Montgomery, J. - * * * 2. As the deed to Laurie McLeod was first recorded, and as defendant claims it in fact read when executed, the description of the land was as follows:

"Beginning on Market street, between the lot hereby intended to be conveyed and a lot confirmed by the Government of the United States to Ambrose R. Davenport; thence north, 62 degrees 15 minutes west, 158.96 feet; thence south, 31 degrees west, 60 feet; thence south, 62 degrees 15 minutes west, 158.96 feet, to Market street; thence along said street north, 27 degrees 55 minutes east, to the place of beginning."
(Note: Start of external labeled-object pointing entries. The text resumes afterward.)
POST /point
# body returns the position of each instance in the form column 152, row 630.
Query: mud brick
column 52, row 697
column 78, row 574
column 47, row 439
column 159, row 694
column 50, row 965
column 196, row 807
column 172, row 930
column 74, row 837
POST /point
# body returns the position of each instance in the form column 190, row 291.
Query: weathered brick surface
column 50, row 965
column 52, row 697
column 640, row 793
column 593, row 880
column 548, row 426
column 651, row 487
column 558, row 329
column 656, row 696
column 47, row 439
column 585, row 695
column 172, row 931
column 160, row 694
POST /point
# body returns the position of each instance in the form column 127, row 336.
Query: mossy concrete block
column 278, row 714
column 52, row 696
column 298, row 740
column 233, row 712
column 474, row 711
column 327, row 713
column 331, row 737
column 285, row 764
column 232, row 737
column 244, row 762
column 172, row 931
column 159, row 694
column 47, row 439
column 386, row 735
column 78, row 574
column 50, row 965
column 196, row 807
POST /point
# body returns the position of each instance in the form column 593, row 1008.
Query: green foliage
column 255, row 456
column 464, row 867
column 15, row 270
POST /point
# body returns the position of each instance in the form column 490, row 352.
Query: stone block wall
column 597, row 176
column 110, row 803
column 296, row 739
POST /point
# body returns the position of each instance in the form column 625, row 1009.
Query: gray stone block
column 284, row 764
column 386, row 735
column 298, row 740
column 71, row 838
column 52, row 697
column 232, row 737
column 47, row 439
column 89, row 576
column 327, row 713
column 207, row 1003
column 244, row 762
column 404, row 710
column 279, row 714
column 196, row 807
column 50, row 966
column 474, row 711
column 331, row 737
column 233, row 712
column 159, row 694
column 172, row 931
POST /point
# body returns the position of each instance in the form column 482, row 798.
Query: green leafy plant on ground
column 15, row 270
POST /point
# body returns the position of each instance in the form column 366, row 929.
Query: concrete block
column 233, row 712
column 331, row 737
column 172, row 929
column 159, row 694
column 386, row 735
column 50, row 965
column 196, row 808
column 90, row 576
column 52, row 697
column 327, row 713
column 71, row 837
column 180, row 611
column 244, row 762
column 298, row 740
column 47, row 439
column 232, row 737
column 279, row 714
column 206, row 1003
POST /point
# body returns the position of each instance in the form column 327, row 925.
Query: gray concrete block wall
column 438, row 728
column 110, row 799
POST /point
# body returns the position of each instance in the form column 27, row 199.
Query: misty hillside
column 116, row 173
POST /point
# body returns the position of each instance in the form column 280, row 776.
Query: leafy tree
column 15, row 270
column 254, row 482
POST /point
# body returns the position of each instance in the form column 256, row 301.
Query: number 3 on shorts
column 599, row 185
Was this a sufficient description, or must the deed be treated as a nullity? The starting point is definite. The first line, to point b, is also certain, as is the line between points b and c. But if the direction of the next line is followed as given in the instrument, the terminus is at e, and the line named in the succeeding portion of the description would end at f.1 But the course given after reaching point c is not the only means of identification adopted. That line is described as terminating at Market street. If we exclude the words indicative of the direction of the line, and carry the line in the most direct course to Market street, we have not only a line answering to the other terms of the deed, but one which, with its extension, incloses something, which is, by the terms of the deed, "a lot intended to be conveyed," and which, to answer the terms of the portion of the description relating to the starting point, must lie next to "a lot confirmed by the Government of the United States to Ambrose R. Davenport." To make this clearer, the deed contains the statement that from the terminus of the third line named in the description the boundary shall extend along Market street to the place of beginning. We think the intent of the grantor is clear, and that the deed is not a nullity for want of a sufficient description. See Anderson v. Baughman, 7 Mich. 69; Cooper v. Bigly, 13 Id. 463; Dwight v. Tyler, 49 Id. 614.

1 The case in the official report is accompanied by a map. If the student will draw a rough design, he will easily identify the points, a, b, c, and will see that the courses and distances as given do not make an enclosure. - Ed.

A number of defendant's points depend upon this, and it becomes unnecessary to treat in detail some of his assignments of error. The deed being valid to convey the land, the record was notice to subsequent purchasers.

3. One of the conveyances under which plaintiff claims contained a description as follows:

"A lot 60 feet wide on Market street and 128.90 feet deep, being the north end of lot 293 in the village of Mackinac."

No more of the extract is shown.